Se tivéssemos memória, saberíamos que a guerra, antes de chegar à linha de frente, deve ser detida no coração. O ódio, antes que seja tarde demais, deve ser erradicado dos corações. E para isso, precisamos de diálogo, negociação, escuta, capacidade e criatividade diplomática, de uma política de longo alcance capaz de construir um novo sistema de convivência que não se baseie mais nas armas, no poder das armas e na dissuasão.
Toda guerra representa não apenas uma derrota da política, mas também uma rendição vergonhosa diante das forças do mal. Em novembro de 2019, em Hiroshima, cidade símbolo da Segunda Guerra Mundial, cujos habitantes foram trucidados, junto com os de Nagasaki, por duas bombas nucleares, reiterei que o uso da energia atômica para fins bélicos é, hoje mais do que nunca, um crime, não só contra o homem e sua dignidade, mas contra qualquer possibilidade de um futuro em nossa Casa comum. O uso da energia atômica para fins de guerra é imoral, assim como a posse de armas atômicas é imoral.

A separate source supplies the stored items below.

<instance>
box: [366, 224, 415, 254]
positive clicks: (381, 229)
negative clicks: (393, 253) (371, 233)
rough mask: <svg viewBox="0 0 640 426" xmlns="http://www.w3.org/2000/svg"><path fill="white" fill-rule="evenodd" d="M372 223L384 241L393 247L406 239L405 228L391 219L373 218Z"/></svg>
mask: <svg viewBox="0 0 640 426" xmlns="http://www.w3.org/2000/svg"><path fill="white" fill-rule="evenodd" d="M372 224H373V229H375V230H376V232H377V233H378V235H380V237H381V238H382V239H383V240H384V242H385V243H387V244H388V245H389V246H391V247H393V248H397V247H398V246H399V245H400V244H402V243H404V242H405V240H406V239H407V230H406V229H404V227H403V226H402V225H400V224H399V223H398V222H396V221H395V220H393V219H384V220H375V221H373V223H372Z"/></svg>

Quem poderia imaginar que menos de três anos depois o espectro de uma guerra nuclear apareceria na Europa? Então, passo a passo, estamos caminhando para a catástrofe. Pedaço por pedaço, o mundo corre o risco de se tornar o cenário de uma única Terceira Guerra Mundial. Caminhamos como se fosse inevitável. Em vez disso, devemos repetir com força: não, não é inevitável! Não, a guerra não é inevitável! Quando nos deixamos devorar por esse monstro representado pela guerra, quando permitimos que esse monstro levante a cabeça e guie nossas ações, todos perdemos, destruímos as criaturas de Deus, cometemos sacrilégio e preparamos um futuro de morte para nossos filhos e nossos netos. A ganância, a intolerância, a ambição de poder, a violência, são razões que impulsionam a decisão bélica, e muitas vezes essas razões são justificadas por uma ideologia bélica que esquece a dignidade incomensurável da vida humana, de cada vida humana, e o respeito e cuidado que lhe devemos.

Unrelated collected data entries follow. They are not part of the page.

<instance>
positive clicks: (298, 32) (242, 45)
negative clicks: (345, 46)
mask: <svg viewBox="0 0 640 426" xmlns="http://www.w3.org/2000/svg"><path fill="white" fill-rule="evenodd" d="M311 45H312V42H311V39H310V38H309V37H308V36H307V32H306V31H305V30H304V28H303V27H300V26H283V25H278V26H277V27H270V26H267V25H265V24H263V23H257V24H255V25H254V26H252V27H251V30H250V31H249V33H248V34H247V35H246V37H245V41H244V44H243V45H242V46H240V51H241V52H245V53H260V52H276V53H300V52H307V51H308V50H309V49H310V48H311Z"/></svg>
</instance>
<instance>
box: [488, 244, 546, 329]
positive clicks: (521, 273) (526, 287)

Perante as imagens de morte que nos chegam da Ucrânia, é difícil ter esperança. No entanto, há sinais de esperança. Há milhões de pessoas que não aspiram à guerra, que não justificam a guerra, mas pedem a paz. Há milhões de jovens que nos pedem para fazer todo o possível e impossível para deter a guerra, para deter as guerras. É pensando primeiro neles, nos jovens e nas crianças, que devemos repetir juntos: nunca mais a guerra. Ao mesmo tempo nos comprometemos a construir um mundo mais pacífico porque mais justo, onde triunfe a paz, não a loucura da guerra; a justiça e não a injustiça da guerra; o perdão recíproco e não o ódio que divide e que nos faz ver no outro, no diferente de nós, um inimigo.